CREATE INDEX idx_orders_customer_date ON orders(customer_id, created_at);
-- Uses index:
SELECT * FROM orders WHERE customer_id = 123 AND created_at > '2025-01-01';
SELECT * FROM orders WHERE customer_id = 123; -- Leftmost prefix
-- Doesn't use index:
SELECT * FROM orders WHERE created_at > '2025-01-01'; -- Not leftmost
Guideline: Order composite index columns by:
- Equality conditions (
WHERE col = value) - Range conditions (
WHERE col > value) - Sort columns (
ORDER BY col)
Partitioning
Split large tables horizontally for performance and maintenance.
-- Range partitioning by date
CREATE TABLE events (
id BIGINT,
event_type VARCHAR(50),
created_at TIMESTAMP NOT NULL
)
PARTITION BY RANGE (YEAR(created_at)) (
PARTITION p2023 VALUES LESS THAN (2024),
PARTITION p2024 VALUES LESS THAN (2025),
PARTITION p2025 VALUES LESS THAN (2026),
PARTITION p_future VALUES LESS THAN MAXVALUE
);
-- Benefits:
-- - Queries scan only relevant partitions
-- - Drop old partitions (fast delete)
-- - Parallel maintenance operations
When to partition:
- Tables > 100GB
- Time-series data (events, logs)
- Archive old data (drop partitions)
- Query patterns match partition key
7. Quality Checklist
Schema review checklist - run before deployment:
Structural Integrity
- Every table has a primary key
- Foreign key constraints defined and enforced
- Appropriate data types (smallest sufficient)
- NOT NULL on required columns
- UNIQUE constraints on natural keys
- CHECK constraints on business rules
- DEFAULT values where appropriate
Normalization
- No multi-valued fields (violates 1NF)
- No partial dependencies (violates 2NF)
- No transitive dependencies (violates 3NF)
- Denormalization documented with rationale
Anti-Pattern Scan
- No EAV (entity-attribute-value) patterns
- No god tables (> 50 columns triggers review)
- No missing primary keys
- No TEXT fields for structured data
- No DATETIME for date-only data
Performance
- Indexes match query patterns
- Foreign keys indexed
- Composite index column order optimized
- No over-indexing (< 5 indexes per table guideline)
- Partitioning strategy for large tables (> 100GB)
Naming & Documentation
- Consistent naming convention
- No reserved words without quoting
- No ambiguous names (
data,info,value) - Schema documentation exists
- Migration scripts in version control
Temporal & Deletion Strategy
- Delete strategy chosen (soft/hard/audit)
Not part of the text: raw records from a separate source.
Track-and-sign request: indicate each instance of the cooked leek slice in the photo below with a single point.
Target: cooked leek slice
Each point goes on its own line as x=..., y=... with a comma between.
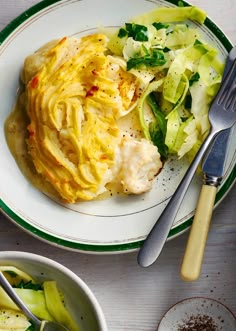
x=15, y=275
x=56, y=306
x=34, y=300
x=13, y=320
x=178, y=14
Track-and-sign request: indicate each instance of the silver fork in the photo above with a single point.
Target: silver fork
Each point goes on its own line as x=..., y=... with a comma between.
x=222, y=116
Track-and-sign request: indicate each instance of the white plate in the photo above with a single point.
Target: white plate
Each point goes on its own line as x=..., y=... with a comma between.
x=193, y=312
x=116, y=224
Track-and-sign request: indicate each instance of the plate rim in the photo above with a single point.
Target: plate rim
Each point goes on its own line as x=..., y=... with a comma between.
x=108, y=248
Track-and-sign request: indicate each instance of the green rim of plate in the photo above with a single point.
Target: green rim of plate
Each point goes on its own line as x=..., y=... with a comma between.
x=4, y=34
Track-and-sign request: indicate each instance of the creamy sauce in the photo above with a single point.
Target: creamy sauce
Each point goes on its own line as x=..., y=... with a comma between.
x=16, y=136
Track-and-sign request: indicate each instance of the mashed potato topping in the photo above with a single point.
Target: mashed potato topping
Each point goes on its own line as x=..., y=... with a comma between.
x=75, y=96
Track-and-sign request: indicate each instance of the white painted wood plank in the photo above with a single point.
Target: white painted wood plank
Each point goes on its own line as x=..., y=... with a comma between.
x=134, y=299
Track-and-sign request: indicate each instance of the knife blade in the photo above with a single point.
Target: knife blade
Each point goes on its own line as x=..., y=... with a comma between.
x=213, y=169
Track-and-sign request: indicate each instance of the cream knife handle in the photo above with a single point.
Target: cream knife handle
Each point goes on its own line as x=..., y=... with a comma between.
x=194, y=252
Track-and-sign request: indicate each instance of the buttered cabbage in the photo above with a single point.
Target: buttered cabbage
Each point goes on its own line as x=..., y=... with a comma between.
x=110, y=107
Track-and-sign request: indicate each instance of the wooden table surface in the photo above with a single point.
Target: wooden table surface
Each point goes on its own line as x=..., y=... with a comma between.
x=133, y=298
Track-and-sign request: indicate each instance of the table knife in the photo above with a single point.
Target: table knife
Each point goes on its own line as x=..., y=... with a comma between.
x=213, y=169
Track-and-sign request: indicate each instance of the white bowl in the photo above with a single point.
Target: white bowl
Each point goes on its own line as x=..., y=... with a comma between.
x=80, y=300
x=195, y=314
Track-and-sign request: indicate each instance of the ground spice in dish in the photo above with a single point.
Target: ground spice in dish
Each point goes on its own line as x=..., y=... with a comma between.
x=198, y=323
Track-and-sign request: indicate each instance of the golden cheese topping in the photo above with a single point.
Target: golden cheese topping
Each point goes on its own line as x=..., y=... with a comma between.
x=73, y=102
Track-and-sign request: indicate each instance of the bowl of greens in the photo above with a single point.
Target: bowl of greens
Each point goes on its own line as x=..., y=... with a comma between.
x=50, y=291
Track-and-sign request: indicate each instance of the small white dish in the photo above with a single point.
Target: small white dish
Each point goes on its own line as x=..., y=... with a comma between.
x=113, y=225
x=79, y=299
x=198, y=314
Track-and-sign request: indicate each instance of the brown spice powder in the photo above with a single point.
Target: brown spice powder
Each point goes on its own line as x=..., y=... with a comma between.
x=198, y=323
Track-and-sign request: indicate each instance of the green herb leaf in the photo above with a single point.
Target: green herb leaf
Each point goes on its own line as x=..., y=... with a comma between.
x=29, y=285
x=154, y=59
x=197, y=42
x=194, y=78
x=180, y=4
x=158, y=139
x=188, y=101
x=122, y=33
x=160, y=26
x=11, y=273
x=136, y=31
x=157, y=129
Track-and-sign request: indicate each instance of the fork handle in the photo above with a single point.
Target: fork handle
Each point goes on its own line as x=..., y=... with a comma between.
x=156, y=239
x=194, y=252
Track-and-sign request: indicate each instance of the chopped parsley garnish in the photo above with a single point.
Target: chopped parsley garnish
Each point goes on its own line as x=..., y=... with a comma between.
x=160, y=26
x=11, y=273
x=197, y=42
x=194, y=78
x=157, y=129
x=153, y=59
x=29, y=285
x=136, y=31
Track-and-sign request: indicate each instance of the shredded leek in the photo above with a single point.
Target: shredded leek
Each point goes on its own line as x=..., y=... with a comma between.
x=44, y=300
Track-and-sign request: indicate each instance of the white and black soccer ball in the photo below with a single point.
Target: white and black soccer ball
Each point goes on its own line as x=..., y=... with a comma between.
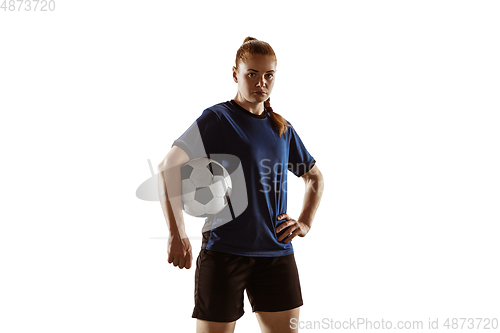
x=206, y=187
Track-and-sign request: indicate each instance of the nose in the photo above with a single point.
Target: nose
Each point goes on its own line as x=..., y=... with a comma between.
x=261, y=82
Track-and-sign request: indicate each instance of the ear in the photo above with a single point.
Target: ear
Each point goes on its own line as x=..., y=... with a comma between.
x=235, y=78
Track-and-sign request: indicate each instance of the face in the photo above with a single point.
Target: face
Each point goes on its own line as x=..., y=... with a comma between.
x=255, y=78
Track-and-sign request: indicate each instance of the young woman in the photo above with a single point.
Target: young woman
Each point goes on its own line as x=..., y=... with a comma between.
x=251, y=251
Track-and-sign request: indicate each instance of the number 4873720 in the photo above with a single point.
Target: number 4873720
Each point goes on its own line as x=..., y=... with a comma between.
x=28, y=5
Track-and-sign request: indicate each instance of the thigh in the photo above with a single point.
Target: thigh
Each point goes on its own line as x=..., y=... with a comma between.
x=220, y=281
x=274, y=285
x=278, y=322
x=204, y=326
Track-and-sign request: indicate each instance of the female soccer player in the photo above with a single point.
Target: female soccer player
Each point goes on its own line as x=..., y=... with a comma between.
x=252, y=251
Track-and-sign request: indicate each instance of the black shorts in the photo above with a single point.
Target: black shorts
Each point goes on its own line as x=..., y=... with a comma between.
x=272, y=284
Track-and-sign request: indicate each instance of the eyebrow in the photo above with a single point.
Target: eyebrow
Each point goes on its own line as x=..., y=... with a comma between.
x=272, y=70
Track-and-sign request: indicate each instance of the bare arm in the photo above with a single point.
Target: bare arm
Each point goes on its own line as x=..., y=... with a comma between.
x=169, y=190
x=314, y=190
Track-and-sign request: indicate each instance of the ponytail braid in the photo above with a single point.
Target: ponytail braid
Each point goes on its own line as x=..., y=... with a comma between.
x=279, y=123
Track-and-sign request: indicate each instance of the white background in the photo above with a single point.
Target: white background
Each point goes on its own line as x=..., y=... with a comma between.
x=398, y=101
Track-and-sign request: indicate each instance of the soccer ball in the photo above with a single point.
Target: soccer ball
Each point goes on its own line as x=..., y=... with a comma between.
x=206, y=187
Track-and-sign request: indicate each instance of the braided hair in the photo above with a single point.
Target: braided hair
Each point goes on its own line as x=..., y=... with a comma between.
x=250, y=47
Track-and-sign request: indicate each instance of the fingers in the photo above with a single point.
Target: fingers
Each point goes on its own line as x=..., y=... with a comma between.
x=181, y=261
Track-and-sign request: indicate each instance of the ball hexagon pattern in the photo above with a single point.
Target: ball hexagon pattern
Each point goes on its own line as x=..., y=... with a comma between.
x=206, y=187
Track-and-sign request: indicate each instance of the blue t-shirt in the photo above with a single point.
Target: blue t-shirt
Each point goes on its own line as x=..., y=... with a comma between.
x=265, y=158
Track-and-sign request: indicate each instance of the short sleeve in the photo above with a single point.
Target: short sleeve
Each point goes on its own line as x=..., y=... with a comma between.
x=199, y=139
x=299, y=159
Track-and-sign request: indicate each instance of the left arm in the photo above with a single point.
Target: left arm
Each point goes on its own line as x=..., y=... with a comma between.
x=314, y=190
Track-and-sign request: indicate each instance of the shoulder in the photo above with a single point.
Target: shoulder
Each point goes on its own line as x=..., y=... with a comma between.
x=218, y=110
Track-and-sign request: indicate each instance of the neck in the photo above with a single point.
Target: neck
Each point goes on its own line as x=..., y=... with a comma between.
x=255, y=108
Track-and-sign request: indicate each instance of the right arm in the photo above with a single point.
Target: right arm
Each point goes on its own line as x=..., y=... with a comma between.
x=169, y=190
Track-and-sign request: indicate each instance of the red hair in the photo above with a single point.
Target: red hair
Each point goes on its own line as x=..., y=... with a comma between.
x=250, y=47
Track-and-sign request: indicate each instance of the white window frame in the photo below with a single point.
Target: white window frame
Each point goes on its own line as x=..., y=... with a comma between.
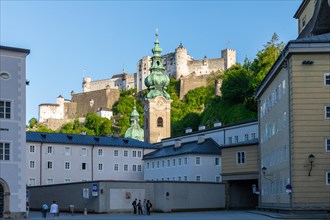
x=3, y=155
x=198, y=161
x=325, y=79
x=32, y=164
x=50, y=150
x=4, y=110
x=327, y=144
x=50, y=165
x=327, y=112
x=32, y=149
x=84, y=152
x=67, y=165
x=327, y=178
x=240, y=157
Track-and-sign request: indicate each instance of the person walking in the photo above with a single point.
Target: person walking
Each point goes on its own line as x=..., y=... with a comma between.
x=140, y=208
x=44, y=210
x=134, y=204
x=54, y=210
x=144, y=207
x=149, y=206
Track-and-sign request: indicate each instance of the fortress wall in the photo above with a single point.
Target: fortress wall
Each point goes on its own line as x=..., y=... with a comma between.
x=102, y=98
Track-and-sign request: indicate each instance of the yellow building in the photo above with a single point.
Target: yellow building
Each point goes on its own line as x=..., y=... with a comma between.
x=294, y=118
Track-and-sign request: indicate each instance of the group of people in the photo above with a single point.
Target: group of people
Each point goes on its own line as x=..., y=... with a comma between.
x=142, y=208
x=53, y=210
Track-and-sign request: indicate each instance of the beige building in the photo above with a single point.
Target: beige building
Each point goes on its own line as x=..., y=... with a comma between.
x=294, y=118
x=240, y=172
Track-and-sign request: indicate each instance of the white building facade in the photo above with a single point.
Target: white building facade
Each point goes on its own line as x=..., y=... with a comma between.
x=54, y=158
x=12, y=132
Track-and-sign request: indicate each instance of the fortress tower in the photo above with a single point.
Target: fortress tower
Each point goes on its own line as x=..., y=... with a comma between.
x=157, y=106
x=181, y=57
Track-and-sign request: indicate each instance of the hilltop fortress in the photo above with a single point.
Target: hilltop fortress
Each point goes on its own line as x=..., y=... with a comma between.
x=100, y=95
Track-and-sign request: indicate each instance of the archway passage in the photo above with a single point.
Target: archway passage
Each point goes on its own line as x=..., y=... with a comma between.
x=2, y=201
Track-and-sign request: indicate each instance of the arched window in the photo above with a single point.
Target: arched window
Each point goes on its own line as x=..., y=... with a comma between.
x=159, y=122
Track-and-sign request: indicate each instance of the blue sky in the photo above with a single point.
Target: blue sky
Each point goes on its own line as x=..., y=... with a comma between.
x=66, y=37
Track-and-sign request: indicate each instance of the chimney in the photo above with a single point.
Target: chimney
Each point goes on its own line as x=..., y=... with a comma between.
x=177, y=143
x=201, y=127
x=201, y=139
x=188, y=130
x=217, y=124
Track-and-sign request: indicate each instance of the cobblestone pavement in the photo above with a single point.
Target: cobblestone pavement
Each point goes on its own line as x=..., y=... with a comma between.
x=206, y=215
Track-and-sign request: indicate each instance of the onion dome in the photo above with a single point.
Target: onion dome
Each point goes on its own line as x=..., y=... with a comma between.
x=157, y=81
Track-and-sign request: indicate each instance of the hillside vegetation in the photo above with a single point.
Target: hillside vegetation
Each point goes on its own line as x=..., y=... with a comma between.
x=199, y=106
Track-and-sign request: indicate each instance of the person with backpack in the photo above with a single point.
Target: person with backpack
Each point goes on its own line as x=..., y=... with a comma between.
x=149, y=206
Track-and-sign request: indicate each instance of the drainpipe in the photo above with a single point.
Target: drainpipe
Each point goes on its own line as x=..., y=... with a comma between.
x=40, y=171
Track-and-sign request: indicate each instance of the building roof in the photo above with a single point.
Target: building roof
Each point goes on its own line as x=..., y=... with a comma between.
x=60, y=138
x=15, y=49
x=209, y=146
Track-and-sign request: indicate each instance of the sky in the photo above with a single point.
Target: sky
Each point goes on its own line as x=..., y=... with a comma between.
x=69, y=40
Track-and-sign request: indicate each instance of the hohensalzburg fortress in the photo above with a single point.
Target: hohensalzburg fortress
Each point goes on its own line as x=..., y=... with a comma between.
x=100, y=95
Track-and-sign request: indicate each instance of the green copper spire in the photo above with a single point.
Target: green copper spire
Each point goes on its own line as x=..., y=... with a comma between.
x=135, y=131
x=157, y=81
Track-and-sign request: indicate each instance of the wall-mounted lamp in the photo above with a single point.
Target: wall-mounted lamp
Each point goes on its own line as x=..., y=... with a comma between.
x=264, y=170
x=311, y=159
x=307, y=62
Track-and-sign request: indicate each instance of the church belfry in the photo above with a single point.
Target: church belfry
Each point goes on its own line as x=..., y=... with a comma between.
x=157, y=106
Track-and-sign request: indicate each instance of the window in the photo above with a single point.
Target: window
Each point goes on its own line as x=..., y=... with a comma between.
x=50, y=181
x=159, y=122
x=327, y=112
x=198, y=161
x=327, y=79
x=327, y=144
x=217, y=161
x=100, y=166
x=49, y=165
x=32, y=182
x=100, y=152
x=32, y=164
x=116, y=167
x=84, y=151
x=67, y=151
x=240, y=157
x=49, y=150
x=83, y=166
x=32, y=149
x=5, y=107
x=4, y=151
x=67, y=165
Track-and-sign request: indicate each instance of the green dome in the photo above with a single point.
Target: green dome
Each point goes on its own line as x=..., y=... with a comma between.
x=157, y=81
x=135, y=131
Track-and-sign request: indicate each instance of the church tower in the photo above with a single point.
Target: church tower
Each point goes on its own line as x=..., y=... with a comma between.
x=157, y=106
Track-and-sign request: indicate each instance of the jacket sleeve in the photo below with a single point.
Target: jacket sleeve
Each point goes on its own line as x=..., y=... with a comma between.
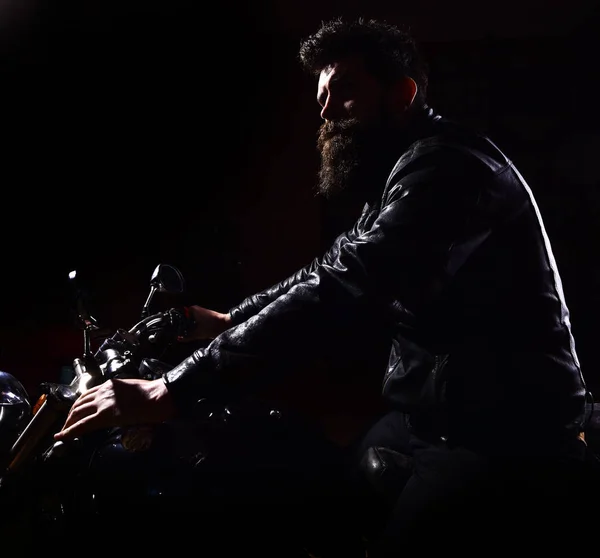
x=256, y=302
x=404, y=255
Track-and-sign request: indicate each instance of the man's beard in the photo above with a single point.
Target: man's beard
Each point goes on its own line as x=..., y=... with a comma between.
x=353, y=156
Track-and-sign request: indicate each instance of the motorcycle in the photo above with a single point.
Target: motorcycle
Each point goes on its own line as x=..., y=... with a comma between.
x=189, y=477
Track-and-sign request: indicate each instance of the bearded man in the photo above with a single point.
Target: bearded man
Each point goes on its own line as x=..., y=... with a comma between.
x=450, y=261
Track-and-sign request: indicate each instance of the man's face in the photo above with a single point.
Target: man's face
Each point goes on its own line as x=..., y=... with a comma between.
x=355, y=133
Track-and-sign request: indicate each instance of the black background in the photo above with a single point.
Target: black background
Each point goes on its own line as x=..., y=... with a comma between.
x=135, y=133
- Temporal needs identified (effective dating)
- GDPR compliance considered
Security & Compliance
- Sensitive data identified
- Encryption strategy defined
- Audit requirements met
- Data retention policy implemented
8. Decision Trees
"Should I add this column?"
Is this data about the entity?
├─ YES → Add to table
└─ NO → Does it describe a related entity?
├─ YES → Create/use related table
└─ NO → Reconsider if needed
"Should I denormalize this?"
Do I have evidence of a query performance problem?
├─ NO → DON'T denormalize (premature optimization)
└─ YES → Have I tried indexes, query optimization, caching?
├─ NO → Try those first
└─ YES → Is this read-heavy (> 100:1 read:write)?
├─ NO → Normalize, optimize queries
└─ YES → Denormalize specific fields, maintain with triggers
"UUID or auto-increment?"
Distributed system (multiple write nodes)?
├─ YES → UUID (prefer UUIDv7 for performance)
└─ NO → Exposed to users (issue-123 vs issue-uuid)?
├─ YES → Auto-increment (better UX)
└─ NO → Auto-increment (better performance)
"Soft or hard delete?"
GDPR "right to erasure" applies?
├─ YES → Hard delete or audit table (can purge audit)
└─ NO → Need audit trail?
├─ YES → Audit table pattern (best of both)
└─ NO → High deletion rate (> 20%)?
├─ YES → Hard delete (avoid bloat)
└─ NO → Soft delete acceptable
Remember
"A schema optimized for what you're building today becomes tomorrow's technical debt if you don't consider how it will evolve."
Design schemas that:
- Enforce integrity - Constraints, foreign keys, data types
- Optimize for common patterns - Indexes, denormalization where proven
- Enable evolution - Proper normalization, migration strategy
- Prevent known anti-patterns - No EAV, god tables, multi-valued fields
The best schema is one you can understand in 6 months and modify with confidence.